Thanks in advance for the help,
Brian

BTW - my _Cyperus helferi_ is pearling like crazy with the temps around 81F right now. It has never pearled before! I always thought it did better at temps lower than 78F or so?


----------



## Wood (Jul 27, 2006)

Forget about the UV, won't do anything to combat Ich.

Do these things immediately:

(1) Change 50% water.

(2) Raise the temperate to 84 degrees immediately, don't wait days to slowly raise it. You are doing more damage to the fish by letting the ich eat away while you slowly raise the temperature. Instantly raising the temperature on the thermometer won't hurt the fish.

(3) Add 1 TEASPOON of table salt per 10 gallons of water right after the water change. Continue adding this same amount of salt each day for the next 3 days and watch to see if things improve. If they don't, on the third day change 50% again and do another 3 days of salt. 

(4) Feed all your fish about half of what they normally get, they do need to eat but I feel it is better when you half feed them. Empties their stomachs.

I do not recommend any medications. I feel that they do nothing other than stain the silicon, hurt the plants VERY bad, and seem to stress the fish even more.

I have 4 rummynose in my 10 gallon. Rummynose are very susceptible to desease as they are very fragile. Don't add anymore fish to your tank. It must have been overcrowded when you added the new fish and the rummynose didn't like it. Also make sure you quarentine any new fish. Taking fish from the LFS and putting them straight into your tank is ASKING for your tank to have problems. LFS water has everything in it. 

Good luck, keep us posted.


----------



## bristles (Mar 7, 2006)

I agree with wood on reducing food & increasing temp asap & adding salt at 1/2 dose, rummy nose are very delicate indeed.

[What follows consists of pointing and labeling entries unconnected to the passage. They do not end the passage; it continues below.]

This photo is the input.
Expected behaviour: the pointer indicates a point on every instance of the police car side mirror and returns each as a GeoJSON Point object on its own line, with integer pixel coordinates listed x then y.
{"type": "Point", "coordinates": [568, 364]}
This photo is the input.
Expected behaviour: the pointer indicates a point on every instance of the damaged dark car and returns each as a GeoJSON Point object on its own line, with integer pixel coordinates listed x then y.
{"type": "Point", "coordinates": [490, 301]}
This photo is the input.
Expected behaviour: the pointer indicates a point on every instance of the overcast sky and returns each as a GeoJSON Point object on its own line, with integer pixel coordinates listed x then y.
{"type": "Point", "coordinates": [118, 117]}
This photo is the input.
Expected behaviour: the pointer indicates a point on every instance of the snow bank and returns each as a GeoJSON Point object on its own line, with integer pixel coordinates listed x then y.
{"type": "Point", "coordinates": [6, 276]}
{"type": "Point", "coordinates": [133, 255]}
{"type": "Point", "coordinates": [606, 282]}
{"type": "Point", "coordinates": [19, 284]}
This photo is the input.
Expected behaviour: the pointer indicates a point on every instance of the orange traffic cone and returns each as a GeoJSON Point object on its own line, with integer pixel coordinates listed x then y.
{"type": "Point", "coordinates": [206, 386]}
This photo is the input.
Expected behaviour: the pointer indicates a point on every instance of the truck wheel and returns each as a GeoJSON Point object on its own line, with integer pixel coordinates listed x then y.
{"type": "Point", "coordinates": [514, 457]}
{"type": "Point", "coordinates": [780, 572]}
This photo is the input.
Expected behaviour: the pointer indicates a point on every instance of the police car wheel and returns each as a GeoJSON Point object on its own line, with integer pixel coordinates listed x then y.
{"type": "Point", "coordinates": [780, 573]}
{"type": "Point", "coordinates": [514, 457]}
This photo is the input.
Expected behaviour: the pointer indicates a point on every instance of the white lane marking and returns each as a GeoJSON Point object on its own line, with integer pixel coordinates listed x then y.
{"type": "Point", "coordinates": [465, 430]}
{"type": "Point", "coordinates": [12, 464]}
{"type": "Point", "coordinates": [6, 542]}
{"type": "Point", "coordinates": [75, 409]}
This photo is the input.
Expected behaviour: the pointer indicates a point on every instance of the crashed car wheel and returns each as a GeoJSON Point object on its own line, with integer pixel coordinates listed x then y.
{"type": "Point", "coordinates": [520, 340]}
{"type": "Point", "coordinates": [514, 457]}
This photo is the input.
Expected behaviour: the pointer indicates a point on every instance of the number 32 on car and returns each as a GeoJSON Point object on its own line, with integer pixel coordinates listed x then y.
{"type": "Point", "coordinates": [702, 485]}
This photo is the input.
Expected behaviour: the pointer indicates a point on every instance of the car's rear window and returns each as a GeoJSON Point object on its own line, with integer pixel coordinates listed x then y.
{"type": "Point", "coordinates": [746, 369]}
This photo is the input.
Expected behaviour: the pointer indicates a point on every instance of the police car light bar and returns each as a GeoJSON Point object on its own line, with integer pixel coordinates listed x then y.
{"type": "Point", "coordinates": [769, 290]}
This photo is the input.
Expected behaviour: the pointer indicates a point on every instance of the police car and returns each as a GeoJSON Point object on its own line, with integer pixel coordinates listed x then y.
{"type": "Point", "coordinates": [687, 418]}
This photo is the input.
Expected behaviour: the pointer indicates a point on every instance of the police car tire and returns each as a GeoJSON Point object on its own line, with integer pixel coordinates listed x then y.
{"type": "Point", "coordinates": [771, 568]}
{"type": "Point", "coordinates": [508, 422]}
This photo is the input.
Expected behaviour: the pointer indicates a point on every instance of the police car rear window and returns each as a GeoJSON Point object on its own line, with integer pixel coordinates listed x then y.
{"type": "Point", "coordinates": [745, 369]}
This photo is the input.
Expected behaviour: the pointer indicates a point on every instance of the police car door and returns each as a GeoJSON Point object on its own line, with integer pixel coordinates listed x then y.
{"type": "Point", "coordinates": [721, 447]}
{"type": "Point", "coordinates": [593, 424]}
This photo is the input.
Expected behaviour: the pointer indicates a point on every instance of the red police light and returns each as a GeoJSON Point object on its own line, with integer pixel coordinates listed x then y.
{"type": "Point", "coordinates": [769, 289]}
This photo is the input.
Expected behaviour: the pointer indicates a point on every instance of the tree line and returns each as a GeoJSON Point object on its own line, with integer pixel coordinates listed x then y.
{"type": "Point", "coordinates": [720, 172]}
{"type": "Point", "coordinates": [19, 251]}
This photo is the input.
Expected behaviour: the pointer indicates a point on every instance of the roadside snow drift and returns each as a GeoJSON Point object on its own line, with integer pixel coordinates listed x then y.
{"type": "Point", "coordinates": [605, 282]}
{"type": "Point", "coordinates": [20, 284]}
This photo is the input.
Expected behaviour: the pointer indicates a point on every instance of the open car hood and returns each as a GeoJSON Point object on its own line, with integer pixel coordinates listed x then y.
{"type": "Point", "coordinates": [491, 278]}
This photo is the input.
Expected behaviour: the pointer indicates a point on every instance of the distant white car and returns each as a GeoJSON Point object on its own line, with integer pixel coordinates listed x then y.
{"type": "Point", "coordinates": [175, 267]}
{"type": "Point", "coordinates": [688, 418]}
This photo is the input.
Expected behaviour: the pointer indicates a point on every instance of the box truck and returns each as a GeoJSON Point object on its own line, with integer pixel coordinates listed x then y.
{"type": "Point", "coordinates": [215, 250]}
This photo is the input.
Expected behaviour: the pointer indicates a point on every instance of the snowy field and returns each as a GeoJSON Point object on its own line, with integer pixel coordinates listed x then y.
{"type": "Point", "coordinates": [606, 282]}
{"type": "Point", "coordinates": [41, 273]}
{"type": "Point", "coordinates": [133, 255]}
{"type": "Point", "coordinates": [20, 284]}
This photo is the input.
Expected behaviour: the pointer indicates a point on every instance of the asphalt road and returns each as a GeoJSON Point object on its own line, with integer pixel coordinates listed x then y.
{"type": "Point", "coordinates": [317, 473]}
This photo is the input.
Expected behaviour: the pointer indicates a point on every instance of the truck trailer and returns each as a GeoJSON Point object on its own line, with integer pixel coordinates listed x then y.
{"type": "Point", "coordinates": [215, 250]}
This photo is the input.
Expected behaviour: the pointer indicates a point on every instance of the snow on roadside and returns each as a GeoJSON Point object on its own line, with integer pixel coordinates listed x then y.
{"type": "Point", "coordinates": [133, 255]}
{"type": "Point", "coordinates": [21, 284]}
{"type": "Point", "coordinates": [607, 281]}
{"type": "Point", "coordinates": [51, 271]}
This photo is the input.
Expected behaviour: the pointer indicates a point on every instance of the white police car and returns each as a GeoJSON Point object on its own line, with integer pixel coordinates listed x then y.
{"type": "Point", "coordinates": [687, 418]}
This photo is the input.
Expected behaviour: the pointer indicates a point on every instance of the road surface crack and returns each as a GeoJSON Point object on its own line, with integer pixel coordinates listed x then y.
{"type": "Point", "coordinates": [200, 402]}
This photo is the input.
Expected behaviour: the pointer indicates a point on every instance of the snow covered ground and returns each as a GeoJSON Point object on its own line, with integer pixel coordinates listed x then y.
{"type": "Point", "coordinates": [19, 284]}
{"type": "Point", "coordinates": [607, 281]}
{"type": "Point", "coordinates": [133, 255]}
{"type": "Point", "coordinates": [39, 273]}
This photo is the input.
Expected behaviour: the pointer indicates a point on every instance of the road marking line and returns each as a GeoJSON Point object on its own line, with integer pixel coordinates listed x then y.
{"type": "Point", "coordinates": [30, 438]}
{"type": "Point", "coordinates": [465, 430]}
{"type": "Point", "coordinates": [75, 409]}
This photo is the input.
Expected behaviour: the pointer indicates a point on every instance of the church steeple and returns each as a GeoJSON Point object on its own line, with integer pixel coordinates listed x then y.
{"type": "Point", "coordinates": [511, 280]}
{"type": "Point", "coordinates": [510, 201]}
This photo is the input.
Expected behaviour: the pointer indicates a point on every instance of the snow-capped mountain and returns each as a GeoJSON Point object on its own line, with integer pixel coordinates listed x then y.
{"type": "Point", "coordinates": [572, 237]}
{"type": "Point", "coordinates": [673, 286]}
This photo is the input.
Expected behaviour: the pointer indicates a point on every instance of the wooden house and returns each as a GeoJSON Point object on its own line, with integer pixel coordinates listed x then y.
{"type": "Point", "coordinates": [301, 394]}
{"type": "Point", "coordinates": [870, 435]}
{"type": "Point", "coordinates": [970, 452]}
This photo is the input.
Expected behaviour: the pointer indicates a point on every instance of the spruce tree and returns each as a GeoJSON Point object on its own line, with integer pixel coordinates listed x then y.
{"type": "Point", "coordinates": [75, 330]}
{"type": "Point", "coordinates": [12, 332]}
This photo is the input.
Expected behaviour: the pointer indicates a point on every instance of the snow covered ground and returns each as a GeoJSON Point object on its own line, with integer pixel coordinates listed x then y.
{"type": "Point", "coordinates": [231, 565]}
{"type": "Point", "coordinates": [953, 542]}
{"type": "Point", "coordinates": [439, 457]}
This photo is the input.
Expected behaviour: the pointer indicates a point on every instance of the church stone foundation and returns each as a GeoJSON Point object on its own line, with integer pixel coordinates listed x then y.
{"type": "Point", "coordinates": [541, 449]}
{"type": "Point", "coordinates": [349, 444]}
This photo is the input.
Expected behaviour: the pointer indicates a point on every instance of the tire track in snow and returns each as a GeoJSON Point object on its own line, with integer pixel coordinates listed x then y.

I would say that I would at least try the UV as it has helped me with ick problems in the past although I had more watts per gal than the setup you have.


----------



## tropism (Jul 21, 2006)

Just some information, in case you didn't know...

Raising the temperature without doing anything else will only cause ich to spread faster. Ich is actually a parasite, and the white spots are part of the parasite's life cycle. At higher temperatures, the parasites go through their life cycle faster -- the cysts (the white spots) fall off the fish, multiply, become free swimming again, and then re-infest the fish. Raising the temp helps because it gets the parasites off the fish faster, where they are more susceptible to salt and medications.

I don't know the optimum level of salt to use in a planted tank... I've been fortunate enough not to have an outbreak of ich in a planted tank (I quarantine now). Medicines have worked very well for me in the past, but most are very hard on tetras and could kill the plants and shrimps.

I agree with bristles though... I'd definitely add the uv. It won't magically fix the problem, but it certainly won't hurt. If the uv light is strong enough and the flow isn't too fast through the unit, it should kill the free swimming parasites that go through it-- but *only* the free swimming ones, and only the ones that go through the uv.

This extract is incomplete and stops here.